Но Миша не согласился. Упустить такой случай! Если бы “графиня” пришла сюда одна, другое дело: хочет посмотреть на имущество усадьбы. Понятно. Но почему лодочник следит за ней? Ее верный слуга и сообщник! Тут что-то есть. И очень важное.
— Я к Серову пойду один, — сказал Миша, — а ты оставайся здесь и постарайся узнать, зачем графиня пошла в музей и почему лодочник за ней следит.

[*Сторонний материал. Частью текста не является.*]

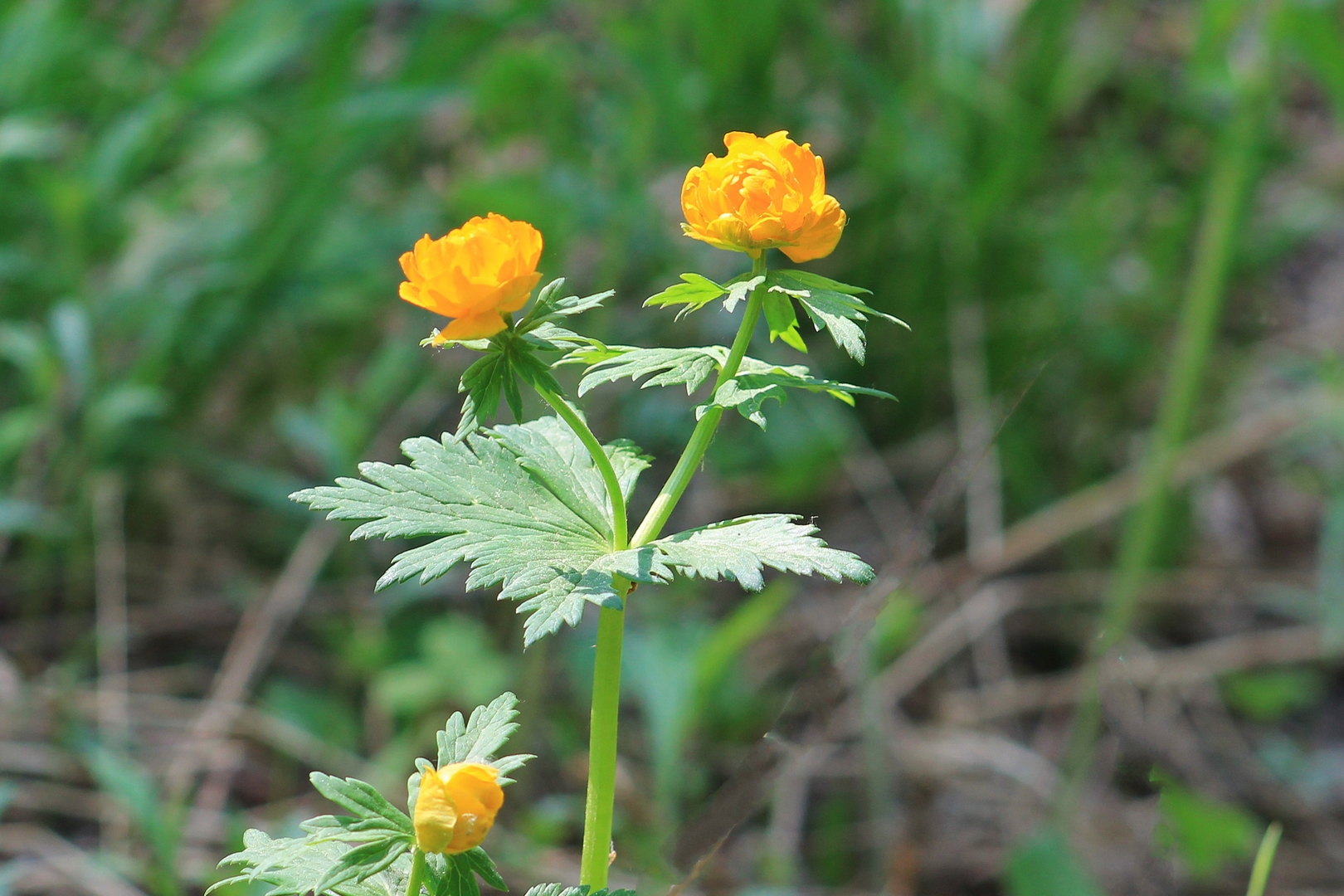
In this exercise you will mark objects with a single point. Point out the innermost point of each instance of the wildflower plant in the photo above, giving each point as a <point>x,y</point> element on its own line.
<point>539,508</point>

— Но… — попытался возразить Славка.
— Давай, давай, — сказал Миша, — все выясни. И жди меня здесь. Я скоро вернусь.
Глава 45
ОПЯТЬ У СЕРОВА
Вот и серое здание губоно. Миша с волнением посмотрел на него. Что же скажет Серов? Хорошо бы встретить здесь Бориса Сергеевича, директора детдома. Вот кто бы их поддержал! Уж он-то не дал бы выгнать отряд. Ну ладно, если здесь ничего не выйдет, то Миша пойдет… Куда же он пойдет? Конечно, в губ-ком комсомола. А если там не помогут, то в губком партии. Вот куда он пойдет!
Серов встретил Мишу, как старого знакомого. Он замахал руками, сокрушенно закачал головой:
— Знаю, знаю… Про все ваши несчастья знаю… Кое-как дело потушил… Могло быть хуже.
Миша остолбенел:
— Какое дело?
— Тут против вас такое поднялось, — Серов крутнул головой, махнул рукой, — такое… Хотели в Москву писать. А я говорю: “Бывает! Бывает! Ребята молодые, неопытные, вот и не поладили с местным населением. Что же, казнить их? Перейдут на другое место, и дело с концом”.

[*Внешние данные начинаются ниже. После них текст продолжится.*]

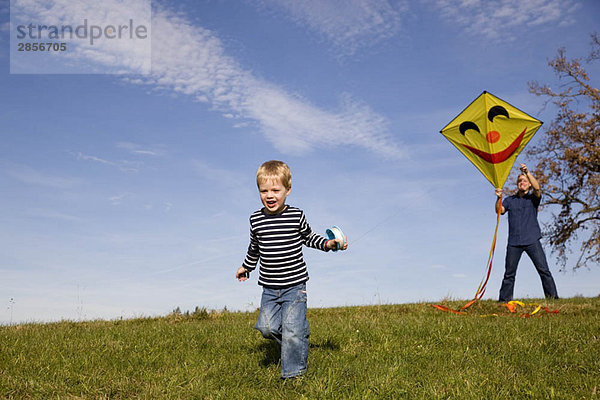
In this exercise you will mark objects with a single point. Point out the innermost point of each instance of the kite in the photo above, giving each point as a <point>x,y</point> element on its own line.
<point>490,133</point>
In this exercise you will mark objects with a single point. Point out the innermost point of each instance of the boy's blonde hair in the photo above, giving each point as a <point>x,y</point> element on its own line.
<point>274,169</point>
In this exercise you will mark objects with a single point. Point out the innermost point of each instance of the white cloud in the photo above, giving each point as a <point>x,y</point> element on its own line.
<point>505,19</point>
<point>123,165</point>
<point>191,60</point>
<point>348,24</point>
<point>138,149</point>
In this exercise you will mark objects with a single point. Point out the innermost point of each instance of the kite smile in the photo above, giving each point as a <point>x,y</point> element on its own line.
<point>500,156</point>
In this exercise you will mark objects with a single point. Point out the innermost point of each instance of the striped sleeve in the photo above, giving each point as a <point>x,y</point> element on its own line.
<point>310,238</point>
<point>252,254</point>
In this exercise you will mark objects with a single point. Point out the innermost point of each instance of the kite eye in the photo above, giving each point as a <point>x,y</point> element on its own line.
<point>468,125</point>
<point>495,111</point>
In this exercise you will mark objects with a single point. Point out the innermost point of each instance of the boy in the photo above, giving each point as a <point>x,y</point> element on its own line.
<point>277,233</point>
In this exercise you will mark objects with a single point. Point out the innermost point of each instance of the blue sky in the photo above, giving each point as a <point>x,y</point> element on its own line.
<point>129,194</point>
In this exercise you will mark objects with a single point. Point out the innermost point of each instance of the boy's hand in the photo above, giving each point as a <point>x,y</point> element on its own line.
<point>242,274</point>
<point>332,244</point>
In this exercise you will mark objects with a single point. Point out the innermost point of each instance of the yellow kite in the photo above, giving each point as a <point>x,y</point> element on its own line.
<point>491,133</point>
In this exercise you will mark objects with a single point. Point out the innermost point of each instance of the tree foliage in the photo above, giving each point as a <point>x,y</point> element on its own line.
<point>568,160</point>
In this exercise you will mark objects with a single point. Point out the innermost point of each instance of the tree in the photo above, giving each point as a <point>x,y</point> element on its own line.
<point>568,160</point>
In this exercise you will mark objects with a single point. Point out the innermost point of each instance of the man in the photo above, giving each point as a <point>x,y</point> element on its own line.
<point>524,234</point>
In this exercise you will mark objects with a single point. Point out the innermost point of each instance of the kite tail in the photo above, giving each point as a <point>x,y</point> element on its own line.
<point>483,283</point>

— Но почему мы должны перейти на другое место?
Серов придал своему голосу оттенок мягкого и дружеского убеждения:
— Долго ли перенести палатки? Сам подумай… И какая разница, где будет лагерь? Только от неприятностей уйдешь.

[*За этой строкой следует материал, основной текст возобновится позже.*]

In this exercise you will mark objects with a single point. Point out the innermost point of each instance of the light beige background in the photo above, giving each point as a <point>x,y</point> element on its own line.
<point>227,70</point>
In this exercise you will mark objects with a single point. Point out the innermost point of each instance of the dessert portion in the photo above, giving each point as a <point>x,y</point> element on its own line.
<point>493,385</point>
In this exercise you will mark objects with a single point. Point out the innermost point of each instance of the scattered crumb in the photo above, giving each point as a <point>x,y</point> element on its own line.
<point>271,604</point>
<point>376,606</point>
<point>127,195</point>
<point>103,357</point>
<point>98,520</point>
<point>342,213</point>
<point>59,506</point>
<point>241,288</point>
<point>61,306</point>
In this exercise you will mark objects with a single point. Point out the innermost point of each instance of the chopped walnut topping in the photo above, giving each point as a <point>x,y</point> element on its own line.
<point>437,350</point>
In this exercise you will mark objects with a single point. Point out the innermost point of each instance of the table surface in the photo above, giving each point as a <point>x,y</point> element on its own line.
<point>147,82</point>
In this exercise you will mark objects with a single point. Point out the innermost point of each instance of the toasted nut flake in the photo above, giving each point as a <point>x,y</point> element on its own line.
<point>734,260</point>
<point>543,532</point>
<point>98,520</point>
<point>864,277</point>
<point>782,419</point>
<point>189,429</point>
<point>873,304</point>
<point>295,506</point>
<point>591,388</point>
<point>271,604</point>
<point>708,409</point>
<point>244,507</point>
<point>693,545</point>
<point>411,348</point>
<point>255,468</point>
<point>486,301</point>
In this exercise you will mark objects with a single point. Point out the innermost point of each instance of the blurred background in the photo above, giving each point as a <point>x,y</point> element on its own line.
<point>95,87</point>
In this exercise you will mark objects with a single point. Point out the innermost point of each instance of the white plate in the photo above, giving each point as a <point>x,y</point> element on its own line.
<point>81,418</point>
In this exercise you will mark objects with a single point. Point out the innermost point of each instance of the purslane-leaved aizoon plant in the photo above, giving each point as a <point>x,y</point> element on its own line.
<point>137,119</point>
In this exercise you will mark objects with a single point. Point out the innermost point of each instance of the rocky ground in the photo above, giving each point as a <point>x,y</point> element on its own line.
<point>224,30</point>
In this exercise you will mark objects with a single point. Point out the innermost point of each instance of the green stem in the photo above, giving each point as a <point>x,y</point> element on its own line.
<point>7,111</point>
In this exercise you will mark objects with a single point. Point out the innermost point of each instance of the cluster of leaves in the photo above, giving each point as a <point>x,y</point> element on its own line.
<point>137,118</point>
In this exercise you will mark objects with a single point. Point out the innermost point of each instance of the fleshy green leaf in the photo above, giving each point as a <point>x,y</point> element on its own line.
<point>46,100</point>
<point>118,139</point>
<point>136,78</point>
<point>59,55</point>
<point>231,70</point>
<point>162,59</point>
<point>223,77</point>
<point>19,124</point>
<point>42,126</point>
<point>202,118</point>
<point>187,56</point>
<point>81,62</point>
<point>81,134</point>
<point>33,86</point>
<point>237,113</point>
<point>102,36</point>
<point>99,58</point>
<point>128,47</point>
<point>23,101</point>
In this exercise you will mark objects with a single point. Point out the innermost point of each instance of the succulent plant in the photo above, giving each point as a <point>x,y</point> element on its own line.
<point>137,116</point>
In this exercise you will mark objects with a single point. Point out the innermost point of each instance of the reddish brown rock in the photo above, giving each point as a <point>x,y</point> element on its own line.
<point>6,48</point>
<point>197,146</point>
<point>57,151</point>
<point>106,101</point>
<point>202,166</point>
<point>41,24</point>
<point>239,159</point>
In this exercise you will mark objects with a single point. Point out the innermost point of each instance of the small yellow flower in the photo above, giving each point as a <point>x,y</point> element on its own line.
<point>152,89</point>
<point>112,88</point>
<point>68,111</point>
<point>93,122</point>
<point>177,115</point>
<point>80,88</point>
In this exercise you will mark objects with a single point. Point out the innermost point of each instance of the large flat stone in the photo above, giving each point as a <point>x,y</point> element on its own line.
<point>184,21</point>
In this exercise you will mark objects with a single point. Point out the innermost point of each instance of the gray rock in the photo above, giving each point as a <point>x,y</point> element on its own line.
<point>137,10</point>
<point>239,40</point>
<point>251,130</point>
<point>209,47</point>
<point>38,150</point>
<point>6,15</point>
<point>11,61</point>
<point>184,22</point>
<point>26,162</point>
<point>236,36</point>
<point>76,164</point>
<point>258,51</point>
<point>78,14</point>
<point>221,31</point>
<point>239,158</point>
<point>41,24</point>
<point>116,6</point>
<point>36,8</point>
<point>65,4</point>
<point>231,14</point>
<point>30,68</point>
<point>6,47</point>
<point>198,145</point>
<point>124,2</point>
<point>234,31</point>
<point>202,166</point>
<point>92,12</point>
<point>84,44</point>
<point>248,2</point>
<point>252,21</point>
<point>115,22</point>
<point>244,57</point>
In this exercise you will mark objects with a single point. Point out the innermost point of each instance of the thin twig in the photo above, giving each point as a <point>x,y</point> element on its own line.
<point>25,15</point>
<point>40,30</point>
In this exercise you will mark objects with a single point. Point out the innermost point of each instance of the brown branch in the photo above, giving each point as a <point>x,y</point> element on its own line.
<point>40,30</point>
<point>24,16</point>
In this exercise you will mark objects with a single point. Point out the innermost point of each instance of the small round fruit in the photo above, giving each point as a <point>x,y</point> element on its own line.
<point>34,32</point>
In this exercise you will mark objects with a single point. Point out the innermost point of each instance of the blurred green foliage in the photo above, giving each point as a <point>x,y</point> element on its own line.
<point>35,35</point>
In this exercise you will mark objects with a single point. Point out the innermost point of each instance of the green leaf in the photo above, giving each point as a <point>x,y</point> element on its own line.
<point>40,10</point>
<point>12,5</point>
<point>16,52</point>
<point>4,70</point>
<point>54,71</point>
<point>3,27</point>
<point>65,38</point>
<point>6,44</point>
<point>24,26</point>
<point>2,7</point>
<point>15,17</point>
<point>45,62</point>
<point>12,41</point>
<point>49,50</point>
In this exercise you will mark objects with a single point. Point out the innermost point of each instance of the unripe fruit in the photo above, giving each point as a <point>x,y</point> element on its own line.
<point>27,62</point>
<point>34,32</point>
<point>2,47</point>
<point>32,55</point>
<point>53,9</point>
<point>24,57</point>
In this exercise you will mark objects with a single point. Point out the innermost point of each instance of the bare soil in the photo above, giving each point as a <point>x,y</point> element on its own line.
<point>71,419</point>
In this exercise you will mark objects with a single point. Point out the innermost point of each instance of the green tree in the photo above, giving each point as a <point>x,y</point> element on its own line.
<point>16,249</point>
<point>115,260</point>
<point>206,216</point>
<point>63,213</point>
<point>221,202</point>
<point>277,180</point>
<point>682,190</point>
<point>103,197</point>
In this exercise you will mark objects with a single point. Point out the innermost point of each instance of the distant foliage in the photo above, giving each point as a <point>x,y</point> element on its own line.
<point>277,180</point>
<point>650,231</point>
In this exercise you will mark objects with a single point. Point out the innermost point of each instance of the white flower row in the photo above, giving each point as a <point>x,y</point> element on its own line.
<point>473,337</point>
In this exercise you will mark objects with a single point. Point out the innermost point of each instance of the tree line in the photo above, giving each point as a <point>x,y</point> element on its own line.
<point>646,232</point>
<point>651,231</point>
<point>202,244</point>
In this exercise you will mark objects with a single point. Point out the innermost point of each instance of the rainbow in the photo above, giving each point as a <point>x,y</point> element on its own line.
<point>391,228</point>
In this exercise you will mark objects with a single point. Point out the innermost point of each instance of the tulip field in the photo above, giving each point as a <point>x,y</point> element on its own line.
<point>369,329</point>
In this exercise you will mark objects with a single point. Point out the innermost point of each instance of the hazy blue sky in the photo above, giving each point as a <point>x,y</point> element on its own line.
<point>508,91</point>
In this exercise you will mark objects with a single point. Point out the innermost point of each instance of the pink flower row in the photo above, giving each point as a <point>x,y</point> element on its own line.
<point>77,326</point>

— Палатки перенести нетрудно, — сказал Миша, — но почему мы должны уйти? Это несправедливо.
Серов огорченно развел руками:
— Ну, товарищи, так нельзя… Газету читал?
— Там все неправильно написано, — ответил Миша.
Серов совсем сокрушенно закатил глаза и, чуть не плача, проговорил:
— Разве можно? Комсомолец, а так относишься к нашей советской печати!
— Не к печати, а к тому, кто написал заметки, — насупившись, ответил Миша.
Неожиданно строго Серов сказал:
— Редакция не печатает без проверки фактов. И газетой руководят коммунисты, твои старшие товарищи. Извольте их уважать.
Сильный довод, особенно для Миши. И все же он не мог уступить.
— Все это неправильно и несправедливо! — сказал он. — Посмотрим, что еще скажет губком комсомола.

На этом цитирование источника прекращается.